# Weller's valentine treat ;)



## wellerfeller (Jul 12, 2011)

Hi I have just picked Weller up from the groomers and I am really pleased with what they have done. 

It s a new shop 'THE PET EMPORIUM' that has been open about 6 weeks and I get all manner of supplies from there but usually do Weller's hair do's myself but after they have sent a couple of new clients my way I thought it only polite to return the favour and have them groom Weller.

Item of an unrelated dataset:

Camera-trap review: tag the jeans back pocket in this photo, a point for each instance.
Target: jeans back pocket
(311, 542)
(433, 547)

He looks gorgeous, shiney, smells lovely and has still retained his cockapoo look. If any of you are in the Watford area I can definately recommend using them. This was only his second trip to the pro's as he usually has to put up with me practising on him but thought he deserved a valentines treat


----------



## calli.h (Aug 29, 2011)

They have done a really nice job he look very handsome - If I was anywhere near I'd go - Arthur had a puppy trim about 3 weeks ago and came home looking permenantly shocked they had completely butchered his fringe and cut round his eyes too much - he looked very sorry for himself as if he knew what a plonker he looked! Luckily its starting to grow and he looks like my handsom boy again!


----------



## Sezra (May 20, 2011)

Oh he looks so handsome!  His coat looks like velvet! Daisy sends him a valentine kiss  x


----------



## RubyCockapoo (Feb 5, 2011)

He does look great - nice job, very shiny/silky.

Ian


----------



## Mrs Hippiechick (Jul 26, 2011)

OOOoooh Weller you handsome beast!

He looks fab, and so soft and snuggly


----------



## M&M's mummy (Jul 12, 2011)

Oh what a gorgeous boy- they have done a good job and his coat looks so shiny.


----------



## Turi (Jun 28, 2011)

Beautiful - and I forgot what a big Poo Weller is! Can't wait to see him (and you) again in March!


----------



## JoJo (Mar 2, 2011)

Mr Valentine  .. stay away from the ladies today Weller .. you look hot


----------



## colpa110 (Jul 5, 2011)

Yep, tall dark and handsome


----------



## Bertie Brown (Aug 12, 2011)

What a gorgeous boy!


----------



## Janev1000 (Oct 4, 2011)

He's gorgeous and it's encouraging to see good grooming experiences. Made me laugh about Aurthur - I thought Biscuit looked quite sulky after his groom! However, he has had a good roll in the mud with another puppy today and is starting to look a bit more like his old self - I prefer him 'shabby chic' to be honest - so will leave his coat longer in future.


----------



## lady amanda (Nov 26, 2010)

WOW!!! did they ever do a great job!!! wow! he looks like velvet!


----------



## Soo (Dec 16, 2011)

Ooooooh Shiny!

He looks stunning, they have done a really nice job on him.


----------



## Carol (Jun 12, 2011)

Weller looks gorgeous! what a fabulous cut!


----------



## Anna (Dec 6, 2011)

He looks lovely, thanks for posting this Karen I will definatly give them a visit when Rufus needs his first cut.


----------



## wellerfeller (Jul 12, 2011)

Thank you all for you lovely compliments! He does feel like velvet, he is getting lots of cuddles today. When he went to the first groomer, last year, I was pretty unimpressed but this time I have been pleasantly surprised.
Anna I would definately take Rufus there, the groomer is a spanish man called Manuel and normally Weller can be a bit wary of new men but he bounded right up to him and Manuel just sat having a Weller cuddle while asking what we wanted done. Jason and Laura own the shop and are really nice and their two shih tzu's are the shop dogs. The grooming area is able to be veiwed from the shop, is lovely and clean. I had no worries leaving him. When I visited the other day there was a very cute 16 week old cockapoo bitch having her first groom, she seemed perfectly happy there.


----------



## MillieDog (Jun 1, 2011)

Very nice groom. I love the fact that he still has chunky fluffy legs too. 
Can you pm me their contact details. think I may have to use them, especially after I've come back from the dog grooming course


----------



## JulesB (Mar 6, 2011)

Weller you gorgeous boy!! they've done a lovely job on him!!

xx


----------